As soon as you enter a sincere scientific attempt to characterise these features, you see immediately that whilst modelling historical frequencies of human-produced data can fool humans, it cannot impart these capacities.
> So questions such as, "what would the latest SpaceGuys TV show be like if Elon handed just launched BlahBlahRocket5 ?" cannot be given fit answers
I don't understand this at all. ChatGPT can do a great job imagining a world like this right now, and there is no substantial difference in the output of a LLM based "imagination" vs a human based "imagination".
> These require the actual faculty of imagination, along with being in the world and so on.

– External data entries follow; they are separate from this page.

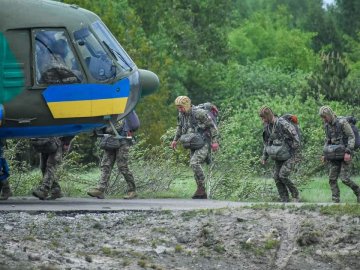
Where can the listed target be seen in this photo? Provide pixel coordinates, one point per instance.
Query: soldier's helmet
(266, 112)
(327, 111)
(183, 101)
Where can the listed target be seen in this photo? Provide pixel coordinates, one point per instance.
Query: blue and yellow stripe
(87, 100)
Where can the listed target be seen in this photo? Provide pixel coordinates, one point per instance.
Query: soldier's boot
(55, 193)
(5, 191)
(96, 192)
(130, 195)
(41, 192)
(358, 196)
(200, 193)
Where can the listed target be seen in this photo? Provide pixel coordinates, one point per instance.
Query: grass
(76, 184)
(318, 190)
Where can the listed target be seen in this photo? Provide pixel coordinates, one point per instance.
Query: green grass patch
(347, 209)
(318, 190)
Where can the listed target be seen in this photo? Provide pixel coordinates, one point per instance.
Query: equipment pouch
(193, 141)
(108, 142)
(44, 145)
(280, 151)
(334, 152)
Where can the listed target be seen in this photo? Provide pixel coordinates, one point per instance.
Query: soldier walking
(281, 143)
(338, 150)
(51, 152)
(120, 155)
(196, 129)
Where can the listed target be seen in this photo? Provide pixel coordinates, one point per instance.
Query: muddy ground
(242, 238)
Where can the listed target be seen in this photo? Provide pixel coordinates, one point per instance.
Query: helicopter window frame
(97, 60)
(60, 69)
(118, 52)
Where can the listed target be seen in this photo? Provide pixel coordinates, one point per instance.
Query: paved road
(31, 204)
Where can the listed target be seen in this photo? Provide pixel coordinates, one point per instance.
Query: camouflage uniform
(339, 131)
(49, 163)
(197, 121)
(282, 130)
(121, 156)
(5, 188)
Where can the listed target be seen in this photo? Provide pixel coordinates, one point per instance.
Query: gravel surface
(240, 238)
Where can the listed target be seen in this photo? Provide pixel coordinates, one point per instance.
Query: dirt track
(225, 238)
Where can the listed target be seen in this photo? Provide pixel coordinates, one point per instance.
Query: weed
(106, 251)
(178, 249)
(219, 249)
(272, 244)
(142, 263)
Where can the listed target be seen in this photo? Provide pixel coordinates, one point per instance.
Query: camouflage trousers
(49, 164)
(121, 156)
(284, 185)
(198, 157)
(342, 169)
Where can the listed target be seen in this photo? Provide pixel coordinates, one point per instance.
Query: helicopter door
(55, 62)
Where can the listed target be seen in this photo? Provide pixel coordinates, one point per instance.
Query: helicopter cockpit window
(98, 62)
(113, 45)
(55, 62)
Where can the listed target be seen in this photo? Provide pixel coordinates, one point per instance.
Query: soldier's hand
(347, 157)
(173, 144)
(214, 146)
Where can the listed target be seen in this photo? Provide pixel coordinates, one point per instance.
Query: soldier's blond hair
(265, 111)
(326, 110)
(183, 101)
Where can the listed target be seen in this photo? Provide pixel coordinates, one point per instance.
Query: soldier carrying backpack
(282, 144)
(338, 149)
(197, 131)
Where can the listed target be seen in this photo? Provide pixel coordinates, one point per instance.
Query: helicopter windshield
(98, 62)
(103, 55)
(55, 62)
(113, 45)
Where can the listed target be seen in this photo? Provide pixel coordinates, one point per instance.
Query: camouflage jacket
(339, 131)
(119, 125)
(281, 131)
(196, 121)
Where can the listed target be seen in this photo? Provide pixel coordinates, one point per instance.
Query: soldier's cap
(326, 110)
(266, 112)
(183, 101)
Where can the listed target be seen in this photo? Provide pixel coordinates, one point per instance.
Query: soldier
(51, 151)
(340, 140)
(120, 154)
(281, 143)
(4, 174)
(197, 124)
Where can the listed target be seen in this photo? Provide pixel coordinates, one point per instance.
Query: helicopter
(62, 72)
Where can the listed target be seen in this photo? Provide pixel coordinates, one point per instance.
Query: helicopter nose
(149, 82)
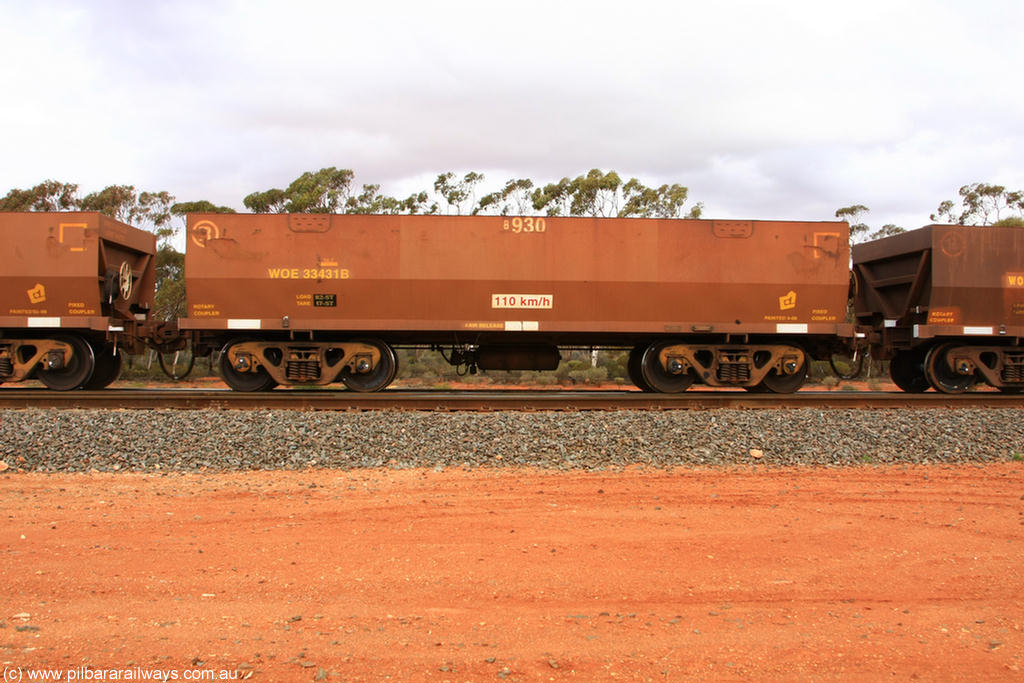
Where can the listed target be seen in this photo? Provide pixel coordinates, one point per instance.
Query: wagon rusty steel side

I think you are implying by this that human's imagination requires a consistent world model and that because LLM's don't really have this they can't be intelligent. Apologies if I have misinterpreted this!
But human imagination isn't consistent at all (as anyone who as edited a fiction story will tell you). Our creative imagination process generates wrong thoughts all the time, and then we self-critic and correct it. It's quite possible for LLMs to do this fine too!
Basically I think my point is that I believe a perfect simulation of intelligence is intelligence, whereas I suspect you don't think it is, maybe?
Yea we don't have any science of intelligence, the only thing we have is empirical data. Testing to see what works. That's why Turing tests are quite fundamental imo.
Turing's interrogator also gets to ask whatever questions they think will most effectively distinguish human from machine. Everything those authors asked must appear in the training set countless times (and also corresponds closely to likely RLHF targets), making it a particularly unhelpful choice.